El otro agente que quedaba vivo optó por salir corriendo. José Manuel Sánchez Riera, que no llegó a disparar ni una sola vez su pistola porque dijo que se le había encasquillado, según la versión oficial “se decidió que cruzara la carretera en busca de ayuda”. Pero la versión en medios no oficiales del CNI apunta con toda claridad a que optó por buscarse una solución personal. Al regresar a España tuvo que informar de todo lo que había ocurrido, con problemas psicológicos graves. Como premio, los mandos le mandaron a un codiciado puesto en Estados Unidos.

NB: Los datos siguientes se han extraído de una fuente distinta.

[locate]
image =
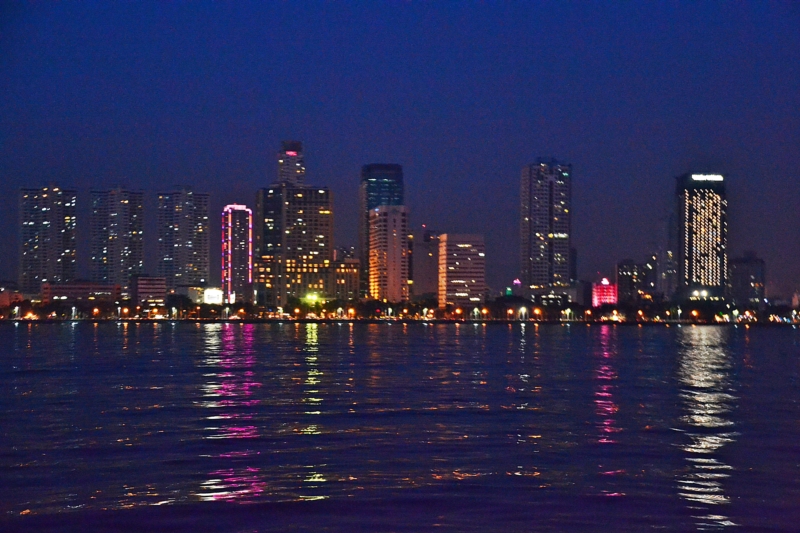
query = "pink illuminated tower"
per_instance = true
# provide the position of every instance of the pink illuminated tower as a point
(237, 253)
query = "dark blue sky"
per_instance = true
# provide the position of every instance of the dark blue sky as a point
(462, 95)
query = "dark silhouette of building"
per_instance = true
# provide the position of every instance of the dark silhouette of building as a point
(546, 225)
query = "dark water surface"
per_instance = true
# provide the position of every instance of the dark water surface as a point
(392, 427)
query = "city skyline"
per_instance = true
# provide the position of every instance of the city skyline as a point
(631, 96)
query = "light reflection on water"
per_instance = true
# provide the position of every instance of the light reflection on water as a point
(708, 403)
(232, 402)
(107, 416)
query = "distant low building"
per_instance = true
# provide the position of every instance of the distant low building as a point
(604, 293)
(149, 291)
(746, 280)
(80, 291)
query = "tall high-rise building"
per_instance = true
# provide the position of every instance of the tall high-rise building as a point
(545, 224)
(381, 184)
(630, 280)
(183, 238)
(291, 167)
(462, 271)
(47, 237)
(117, 237)
(294, 243)
(426, 265)
(237, 253)
(703, 233)
(388, 253)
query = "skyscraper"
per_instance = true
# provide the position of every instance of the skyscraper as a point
(237, 253)
(117, 234)
(545, 224)
(47, 237)
(703, 233)
(183, 238)
(462, 271)
(388, 253)
(426, 265)
(294, 235)
(291, 167)
(381, 184)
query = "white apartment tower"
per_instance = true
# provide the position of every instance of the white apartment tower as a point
(462, 271)
(388, 253)
(47, 237)
(703, 234)
(183, 238)
(117, 237)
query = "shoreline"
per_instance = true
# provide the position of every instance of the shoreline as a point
(403, 321)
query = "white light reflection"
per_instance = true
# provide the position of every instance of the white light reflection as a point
(707, 403)
(230, 395)
(606, 407)
(312, 480)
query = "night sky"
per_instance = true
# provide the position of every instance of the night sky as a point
(159, 95)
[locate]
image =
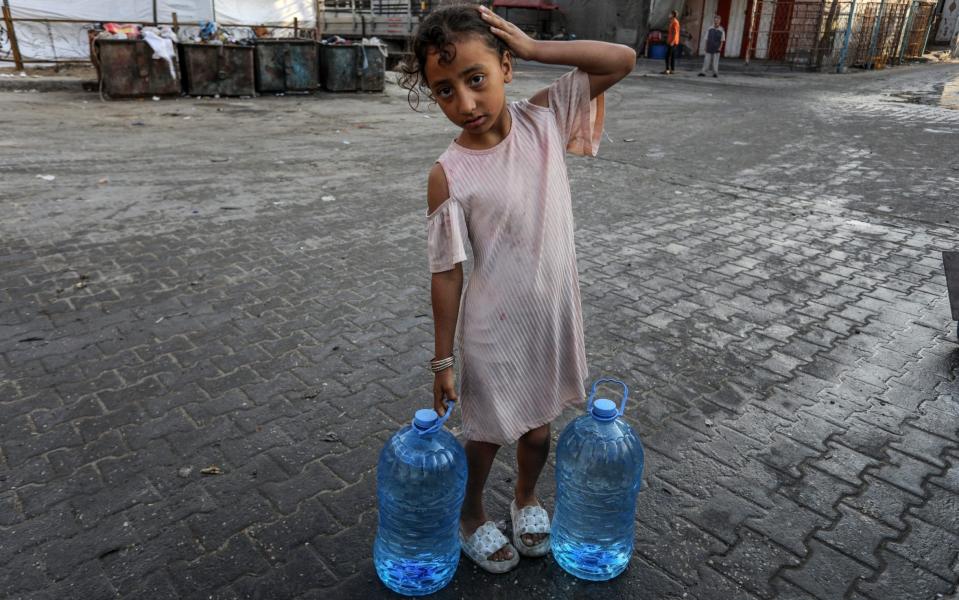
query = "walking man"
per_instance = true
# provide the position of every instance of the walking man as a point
(672, 43)
(714, 40)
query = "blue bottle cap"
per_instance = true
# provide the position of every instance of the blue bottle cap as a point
(425, 418)
(604, 410)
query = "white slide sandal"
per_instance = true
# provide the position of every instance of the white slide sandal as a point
(530, 520)
(484, 542)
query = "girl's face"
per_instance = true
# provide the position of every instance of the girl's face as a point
(470, 89)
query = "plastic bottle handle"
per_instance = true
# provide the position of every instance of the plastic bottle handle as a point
(592, 395)
(439, 423)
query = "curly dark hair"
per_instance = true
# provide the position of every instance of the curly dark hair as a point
(440, 30)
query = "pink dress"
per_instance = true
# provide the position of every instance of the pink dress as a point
(522, 359)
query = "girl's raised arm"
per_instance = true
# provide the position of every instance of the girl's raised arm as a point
(605, 63)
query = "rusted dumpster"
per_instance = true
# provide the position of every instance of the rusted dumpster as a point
(351, 68)
(287, 65)
(210, 70)
(127, 69)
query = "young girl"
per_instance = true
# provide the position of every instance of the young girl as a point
(502, 184)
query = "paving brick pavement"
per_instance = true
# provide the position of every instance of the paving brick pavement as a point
(245, 289)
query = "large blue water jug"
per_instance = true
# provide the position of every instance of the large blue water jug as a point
(599, 472)
(421, 483)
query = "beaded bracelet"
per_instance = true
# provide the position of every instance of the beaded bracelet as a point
(442, 364)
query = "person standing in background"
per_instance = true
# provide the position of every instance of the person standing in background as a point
(714, 40)
(672, 43)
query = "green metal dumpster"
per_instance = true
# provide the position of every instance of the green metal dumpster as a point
(339, 71)
(126, 69)
(222, 69)
(372, 69)
(286, 65)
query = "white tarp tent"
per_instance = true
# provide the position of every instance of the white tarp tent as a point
(58, 41)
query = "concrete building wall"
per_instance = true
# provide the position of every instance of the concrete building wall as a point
(622, 21)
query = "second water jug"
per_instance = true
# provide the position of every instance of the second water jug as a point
(421, 483)
(599, 472)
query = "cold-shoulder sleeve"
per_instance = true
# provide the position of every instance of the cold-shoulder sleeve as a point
(446, 236)
(580, 119)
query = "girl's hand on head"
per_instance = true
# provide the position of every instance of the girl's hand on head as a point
(444, 388)
(520, 44)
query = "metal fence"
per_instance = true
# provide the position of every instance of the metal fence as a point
(836, 34)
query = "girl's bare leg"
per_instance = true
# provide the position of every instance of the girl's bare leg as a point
(479, 460)
(531, 452)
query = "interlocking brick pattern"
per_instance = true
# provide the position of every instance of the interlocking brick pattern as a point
(766, 279)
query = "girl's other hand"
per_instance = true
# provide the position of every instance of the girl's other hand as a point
(520, 44)
(444, 388)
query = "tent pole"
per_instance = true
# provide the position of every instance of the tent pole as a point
(14, 46)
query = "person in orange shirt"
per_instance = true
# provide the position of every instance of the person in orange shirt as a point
(672, 43)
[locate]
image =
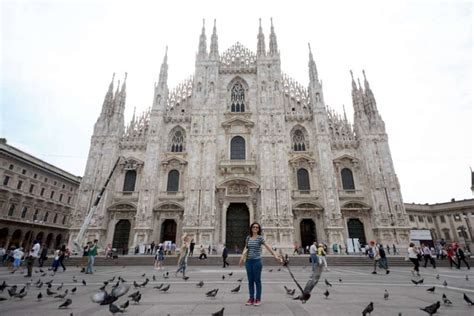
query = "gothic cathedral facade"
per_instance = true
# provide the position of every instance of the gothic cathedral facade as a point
(237, 142)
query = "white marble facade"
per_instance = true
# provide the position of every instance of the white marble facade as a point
(242, 136)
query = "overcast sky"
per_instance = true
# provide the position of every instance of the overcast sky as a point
(57, 59)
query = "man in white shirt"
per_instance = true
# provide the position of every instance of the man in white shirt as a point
(34, 254)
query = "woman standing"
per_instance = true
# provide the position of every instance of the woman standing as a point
(413, 256)
(183, 257)
(253, 264)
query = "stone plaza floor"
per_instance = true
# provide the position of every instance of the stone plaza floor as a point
(349, 296)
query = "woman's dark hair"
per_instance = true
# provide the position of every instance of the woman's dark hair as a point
(259, 228)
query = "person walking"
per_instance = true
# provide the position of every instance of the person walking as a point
(313, 255)
(428, 256)
(183, 257)
(322, 257)
(91, 257)
(413, 257)
(159, 257)
(30, 260)
(461, 257)
(225, 254)
(253, 262)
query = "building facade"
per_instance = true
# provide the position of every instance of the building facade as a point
(36, 200)
(451, 221)
(241, 141)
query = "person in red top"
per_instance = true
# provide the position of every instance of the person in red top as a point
(451, 255)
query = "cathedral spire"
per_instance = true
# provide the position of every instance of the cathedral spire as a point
(261, 40)
(162, 81)
(313, 71)
(273, 42)
(202, 42)
(214, 50)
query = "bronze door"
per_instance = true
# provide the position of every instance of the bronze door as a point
(121, 235)
(237, 227)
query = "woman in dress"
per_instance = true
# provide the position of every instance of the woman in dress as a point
(253, 263)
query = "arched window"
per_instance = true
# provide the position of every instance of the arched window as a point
(298, 140)
(237, 148)
(24, 211)
(303, 179)
(347, 179)
(173, 181)
(237, 98)
(177, 140)
(129, 182)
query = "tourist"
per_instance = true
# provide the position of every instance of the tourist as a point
(313, 255)
(183, 257)
(450, 253)
(91, 257)
(461, 257)
(43, 256)
(225, 254)
(412, 255)
(253, 262)
(159, 257)
(85, 256)
(30, 260)
(191, 247)
(427, 255)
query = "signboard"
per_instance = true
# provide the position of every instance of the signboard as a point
(420, 234)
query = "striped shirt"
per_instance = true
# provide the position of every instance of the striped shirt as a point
(255, 247)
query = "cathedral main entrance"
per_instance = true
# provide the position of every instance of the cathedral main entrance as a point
(308, 232)
(356, 230)
(168, 231)
(237, 227)
(121, 235)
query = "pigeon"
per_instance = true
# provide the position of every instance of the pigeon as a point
(306, 292)
(327, 282)
(137, 298)
(212, 293)
(165, 288)
(219, 313)
(446, 301)
(125, 305)
(468, 299)
(236, 290)
(369, 309)
(417, 282)
(49, 292)
(66, 303)
(431, 309)
(114, 309)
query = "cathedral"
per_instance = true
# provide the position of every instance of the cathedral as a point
(241, 141)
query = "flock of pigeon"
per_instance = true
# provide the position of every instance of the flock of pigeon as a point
(117, 287)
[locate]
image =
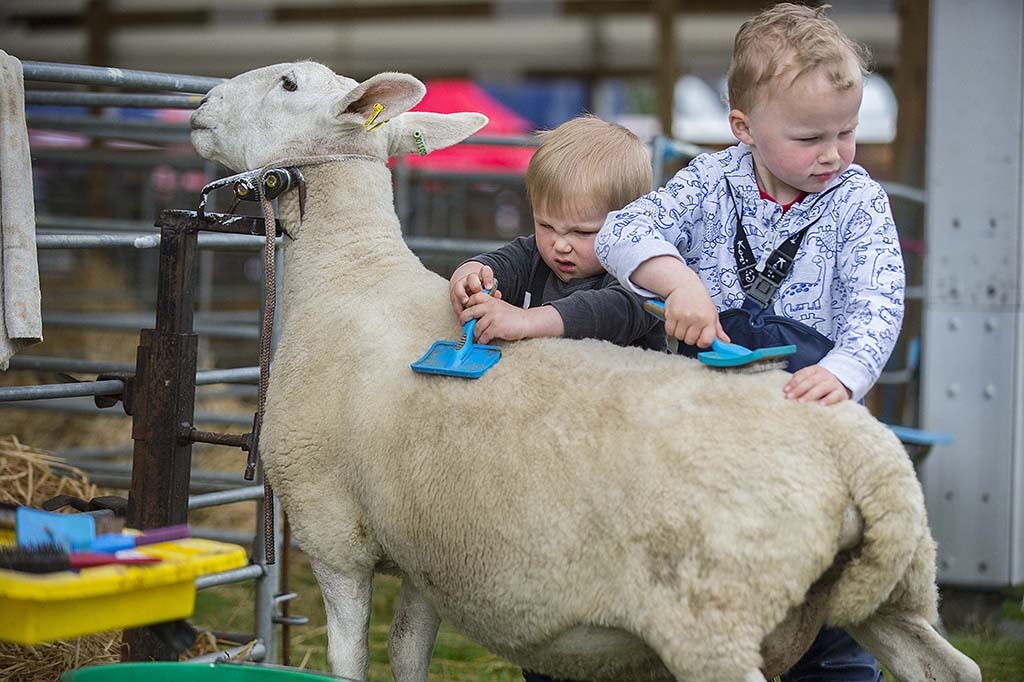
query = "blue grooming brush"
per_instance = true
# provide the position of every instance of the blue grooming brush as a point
(722, 353)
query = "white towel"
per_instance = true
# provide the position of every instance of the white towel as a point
(20, 322)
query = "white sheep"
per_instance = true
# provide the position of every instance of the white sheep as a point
(585, 510)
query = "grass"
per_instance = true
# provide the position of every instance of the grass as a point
(457, 659)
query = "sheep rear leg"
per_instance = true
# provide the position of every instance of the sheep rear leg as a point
(911, 649)
(414, 631)
(346, 600)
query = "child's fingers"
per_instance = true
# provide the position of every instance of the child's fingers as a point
(816, 391)
(797, 386)
(720, 332)
(486, 276)
(479, 298)
(471, 312)
(708, 335)
(838, 394)
(473, 284)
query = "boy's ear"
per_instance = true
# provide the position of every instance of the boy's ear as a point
(739, 125)
(423, 132)
(395, 92)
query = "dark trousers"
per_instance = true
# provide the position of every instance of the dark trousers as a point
(833, 657)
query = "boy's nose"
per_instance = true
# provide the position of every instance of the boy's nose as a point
(828, 155)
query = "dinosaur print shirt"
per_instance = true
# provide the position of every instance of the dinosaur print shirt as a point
(847, 281)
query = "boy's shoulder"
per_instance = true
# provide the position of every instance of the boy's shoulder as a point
(730, 162)
(857, 183)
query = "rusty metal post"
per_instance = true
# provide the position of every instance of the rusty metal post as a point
(165, 399)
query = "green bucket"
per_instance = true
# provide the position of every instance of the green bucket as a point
(186, 672)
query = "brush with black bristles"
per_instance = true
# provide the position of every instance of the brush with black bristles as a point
(51, 558)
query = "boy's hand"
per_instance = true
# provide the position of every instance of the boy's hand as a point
(496, 318)
(816, 383)
(690, 315)
(471, 278)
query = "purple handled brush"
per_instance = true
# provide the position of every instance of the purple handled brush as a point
(116, 542)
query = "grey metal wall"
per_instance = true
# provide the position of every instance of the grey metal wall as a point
(973, 364)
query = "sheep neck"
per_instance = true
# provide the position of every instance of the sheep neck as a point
(349, 222)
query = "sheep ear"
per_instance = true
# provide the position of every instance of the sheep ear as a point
(422, 132)
(395, 92)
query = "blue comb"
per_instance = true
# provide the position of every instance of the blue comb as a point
(722, 353)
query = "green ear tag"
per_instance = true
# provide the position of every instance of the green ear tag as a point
(421, 146)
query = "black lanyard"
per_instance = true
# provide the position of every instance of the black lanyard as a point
(762, 285)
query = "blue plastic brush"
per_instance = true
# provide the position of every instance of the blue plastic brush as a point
(726, 354)
(465, 358)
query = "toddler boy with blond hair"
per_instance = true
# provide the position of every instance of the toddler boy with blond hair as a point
(780, 239)
(550, 283)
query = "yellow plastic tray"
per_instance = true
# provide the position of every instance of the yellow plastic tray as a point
(50, 606)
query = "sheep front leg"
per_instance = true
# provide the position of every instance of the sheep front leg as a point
(911, 649)
(414, 631)
(346, 599)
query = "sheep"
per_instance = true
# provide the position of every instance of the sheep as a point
(584, 510)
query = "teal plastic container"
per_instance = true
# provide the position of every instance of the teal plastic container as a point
(186, 672)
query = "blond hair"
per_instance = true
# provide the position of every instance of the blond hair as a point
(791, 38)
(587, 164)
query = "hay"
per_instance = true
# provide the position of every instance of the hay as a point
(30, 476)
(48, 662)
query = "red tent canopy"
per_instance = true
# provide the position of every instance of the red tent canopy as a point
(451, 96)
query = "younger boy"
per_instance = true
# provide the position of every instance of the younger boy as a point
(550, 284)
(780, 232)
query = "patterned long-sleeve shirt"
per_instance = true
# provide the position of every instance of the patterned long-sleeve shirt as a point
(847, 281)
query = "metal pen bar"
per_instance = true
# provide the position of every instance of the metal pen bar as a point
(247, 243)
(497, 140)
(225, 497)
(131, 321)
(126, 99)
(237, 576)
(430, 245)
(243, 538)
(82, 406)
(254, 651)
(241, 375)
(68, 222)
(126, 78)
(14, 393)
(121, 158)
(146, 131)
(53, 364)
(146, 241)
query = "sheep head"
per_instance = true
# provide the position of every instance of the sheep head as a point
(304, 109)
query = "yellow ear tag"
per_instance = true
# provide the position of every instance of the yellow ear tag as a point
(421, 145)
(369, 123)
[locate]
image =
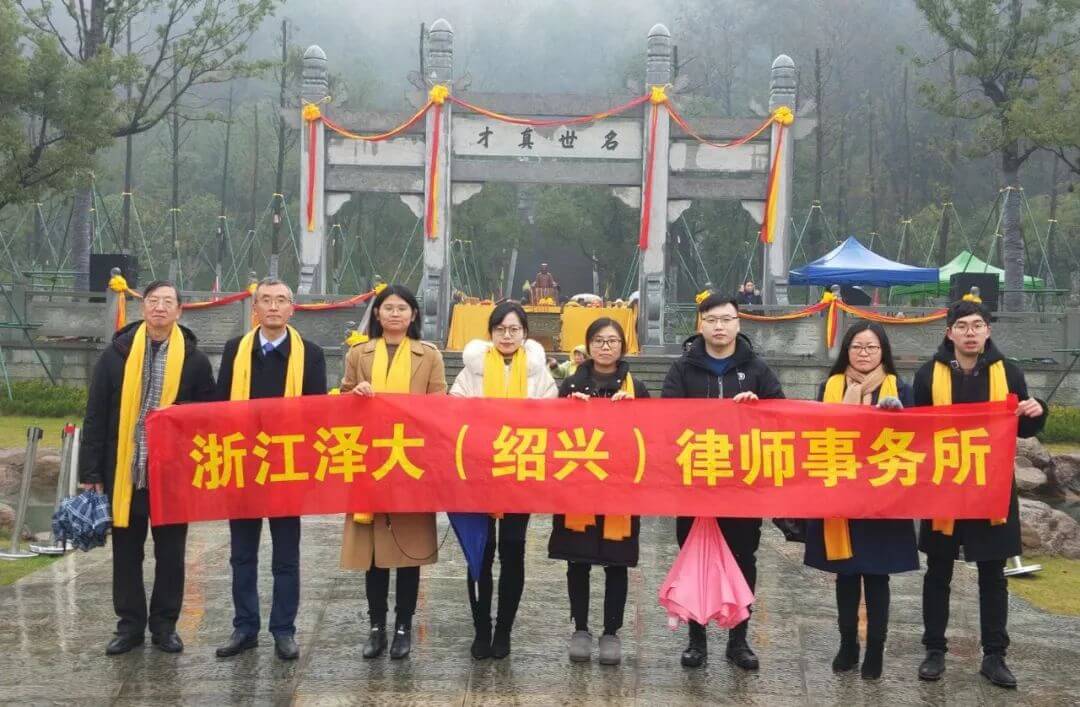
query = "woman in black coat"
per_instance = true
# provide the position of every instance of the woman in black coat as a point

Los cuerpos de los siete agentes, que fueron pisoteados por una masa de gente histérica que celebraba la muerte de los extranjeros, fueron recuperados y trasladados a España. Se desconoce cuál fue el análisis que se hizo del caso, pero las consecuencias por los errores fueron casi nulas. A Alberto Martínez, Luis Ignacio Zanón, Carlos Baró, Alfonso Vega, José Carlos Rodríguez, José Merino, José Lucas Egea y José Antonio Bernal se les levantó un monolito en la explanada de la sede central y hubo un comportamiento muy encomiable con sus familiares. A cambio, la única consecuencia, también ocultada, pero conocida ahora por este semanario, es que el coronel responsable de la operación fue trasladado a Málaga.

Un portavoz del CNI ha informado a Tiempo de que en su día se publicó una versión oficial de los hechos y que “hay unas lecciones aprendidas para mejorar la seguridad”. Reconoce que “emocionalmente, el Centro lo siente como algo muy próximo”: “Fueron unos hechos dramáticos, de los que no gusta hablar, aunque sí recordar a las personas que dieron sus vidas por España”. Recientemente, los mandos del CNI han dado a una de sus principales salas de reunión el nombre de Héroes de Irak como homenaje a sus compañeros. Preguntado por los detalles del atentado, el portavoz se remitió a una instrucción llevada a cabo en su día por la Audiencia Nacional que no llegó a nada: “No voy a entrar en más detalles”.